La Haute Juridiction a considéré que la décision déférée se trouvait légalement justifiée de ce chef et jugé qu’une faute grave, par son importance, rendait impossible le maintien d’un contrat d’exploitation ou d’exercice conclu entre un professionnel de santé ou une société professionnelle et un établissement de santé pendant une durée même limitée. La qualification de faute grave ne pouvait qu’être écartée si la résiliation n’avait pas été prononcée avec un effet immédiat.
On rappellera que dans un arrêt « Clinique les Ormeaux » rendu le 13 octobre 1998, la Cour de cassation avait jugé que « la gravité du comportement d’une partie à un contrat peut justifier que l’autre partie y mette fin de façon unilatérale à ses risques et périls, et que cette gravité, dont l’appréciation qui en est donnée par une autorité ordinale ne lie pas les tribunaux, n’est pas nécessairement exclusive d’un délai de préavis […] » (Cass. 1ère civ., 13 oct. 1998, n°96-21.485).
La jurisprudence admettait ainsi que l’établissement de santé puisse rompre le contrat d’exercice libéral du praticien pour faute grave et accorder à ce dernier le bénéfice d’un préavis. La réalisation du préavis n’était donc pas incompatible avec l’existence d’une faute grave.
La Haute Juridiction n’était pas revenue sur sa position, avant l’arrêt du 14 novembre 2018, rejetant peu de temps auparavant le pourvoi d’un professionnel de santé débouté de ses demandes indemnitaires pour rupture abusive de son contrat d’exercice libéral et dont la convention avait été rompue par la clinique pour faute grave à l’issue d’un préavis de six mois (Cass. 1ère civ., 5 avr. 2018, n°17-11.897).
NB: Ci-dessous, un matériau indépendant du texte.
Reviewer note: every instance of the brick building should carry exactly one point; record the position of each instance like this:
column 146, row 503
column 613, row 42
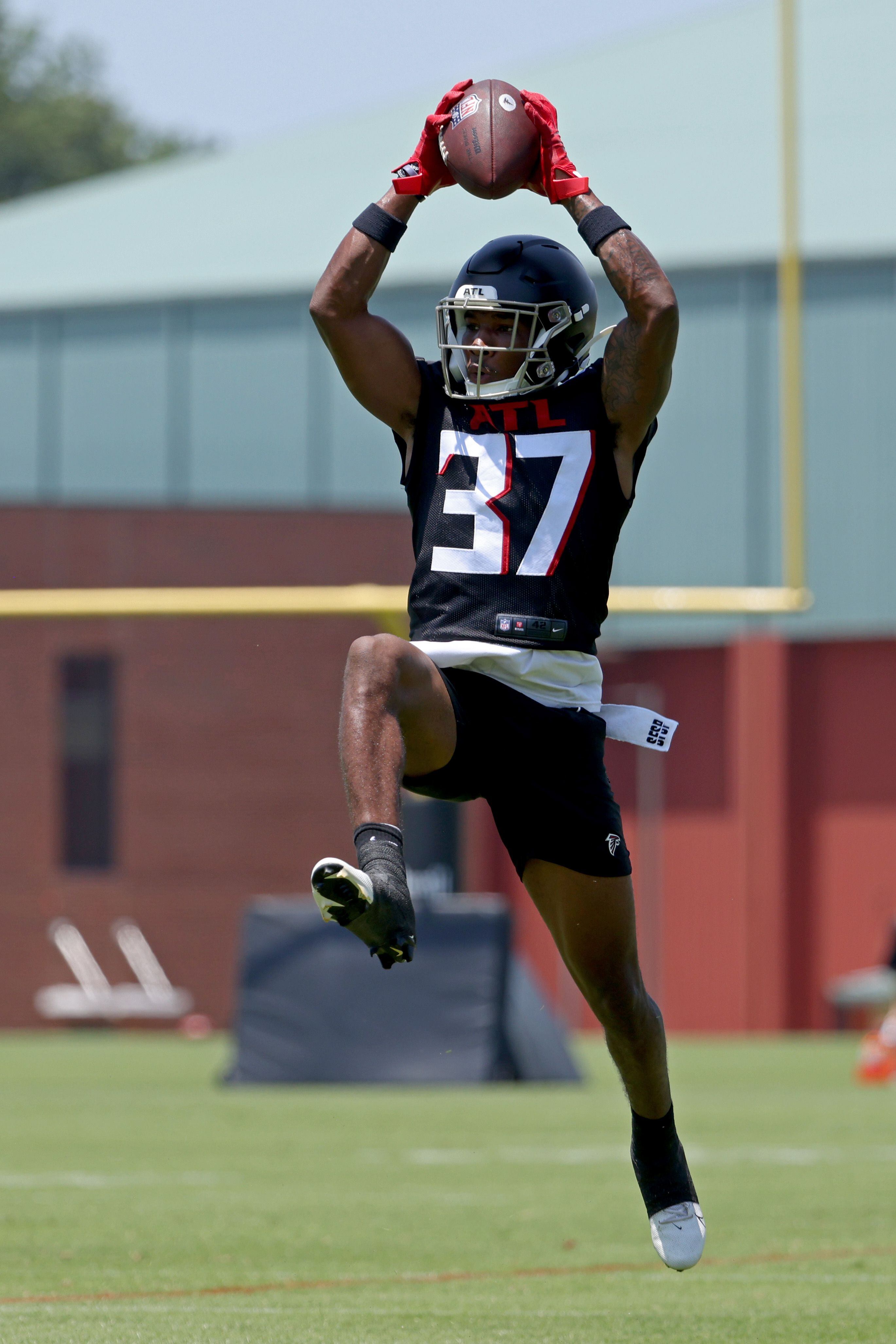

Dans son arrêt du 14 novembre 2018, la première chambre civile de la Cour de cassation a donc retenu une définition de la faute grave similaire à celle donnée par la chambre sociale lorsque les faits reprochés au salarié sont de nature à rendre indispensable son départ immédiat de la société, à savoir une faute rendant impossible le maintien de l’employé au sein de l’entreprise (Cass. soc., 27 sept. 2007, n° 06-43.867).